Vis nyhed

Postdoctoral fellowship to Kelsey Melissaris

Postdoc Kelsey Melissaris
Kelsey Melissaris starts her postdoc on October 1. Photo: private.

Congratulations to Kelsey Melissaris, who joins the Crypto and Security group as a postdoc from October 1 with Claudio Orlandi as her supervisor. Kelsey has received a postdoctoral fellowship from Protocol Labs Research to fund the project Witness-based Proxy Cryptography.

Recently, Kelsey completed her PhD in computer science from the Graduate Center, The City University of New York, but she is already well-known at the department as she has been part of the Crypto and Security group as a visiting PhD student during 2022. Welcome, we look forward to working with you!

As a postdoc Kelsey will be working with the project Witness-based Proxy Cryptography, which she explains as following: Proxy cryptography provides a method by which one party, the delegator, can securely delegate cryptographic tasks requiring a secret key to another party, the delegate. A proxy re-encryption scheme enables the delegator to designate a third party, the proxy, to translate any communication encrypted to the delegator into communication encrypted to the delegate. Similarly, a proxy re-signature scheme enables the proxy to transform the delegate's signature into the delegator’s signature. All parties involved are mutually distrustful; the proxy should be restricted to translation and the privacy of any communication should be preserved.

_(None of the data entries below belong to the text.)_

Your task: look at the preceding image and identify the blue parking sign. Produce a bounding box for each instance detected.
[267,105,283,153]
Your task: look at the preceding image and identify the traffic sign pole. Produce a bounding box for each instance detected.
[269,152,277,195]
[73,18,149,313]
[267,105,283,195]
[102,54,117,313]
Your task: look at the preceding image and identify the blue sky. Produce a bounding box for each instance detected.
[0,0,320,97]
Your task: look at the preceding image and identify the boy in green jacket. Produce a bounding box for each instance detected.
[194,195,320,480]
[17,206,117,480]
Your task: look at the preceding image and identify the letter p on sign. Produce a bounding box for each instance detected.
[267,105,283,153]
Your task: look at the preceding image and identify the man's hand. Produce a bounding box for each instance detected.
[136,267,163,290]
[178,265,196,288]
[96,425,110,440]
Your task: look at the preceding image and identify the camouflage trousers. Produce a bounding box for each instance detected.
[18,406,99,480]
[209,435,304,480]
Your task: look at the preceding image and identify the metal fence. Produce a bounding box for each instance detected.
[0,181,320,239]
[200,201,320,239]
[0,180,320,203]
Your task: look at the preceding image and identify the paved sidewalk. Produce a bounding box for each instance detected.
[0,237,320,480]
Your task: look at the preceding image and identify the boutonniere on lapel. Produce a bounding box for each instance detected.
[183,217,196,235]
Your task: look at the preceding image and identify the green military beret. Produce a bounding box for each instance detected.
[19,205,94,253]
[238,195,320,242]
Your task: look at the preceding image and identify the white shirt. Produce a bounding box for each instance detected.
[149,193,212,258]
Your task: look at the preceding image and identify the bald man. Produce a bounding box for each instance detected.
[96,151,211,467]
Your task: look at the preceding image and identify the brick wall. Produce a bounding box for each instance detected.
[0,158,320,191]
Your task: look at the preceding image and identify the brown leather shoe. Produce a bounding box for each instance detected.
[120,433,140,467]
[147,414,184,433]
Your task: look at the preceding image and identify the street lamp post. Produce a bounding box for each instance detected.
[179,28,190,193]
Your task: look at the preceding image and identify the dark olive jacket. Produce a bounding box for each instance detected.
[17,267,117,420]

Proxy protocols exist from various assumptions but none enable fully flexible delegation. Existing schemes support identity-based policies which specify a single certified entity as the delegate, or more generally attribute-based policies specifying a certified set of conditions that the delegate must satisfy. The proposed research generalizes these existing primitives to the witness-based setting of witness encryption and signatures of knowledge. In this setting NP statements serve as the public keys and witnesses to those statements function as secret keys. Witness-based proxy cryptography allows an unknown and uncertified external entity to serve as the delegate given that they know some relevant predefined information. The proposed research is the most general and flexible method for fine-grained delegation and has applications including smart contracts, sharing and updating encrypted outsourced data, and distributed signatures.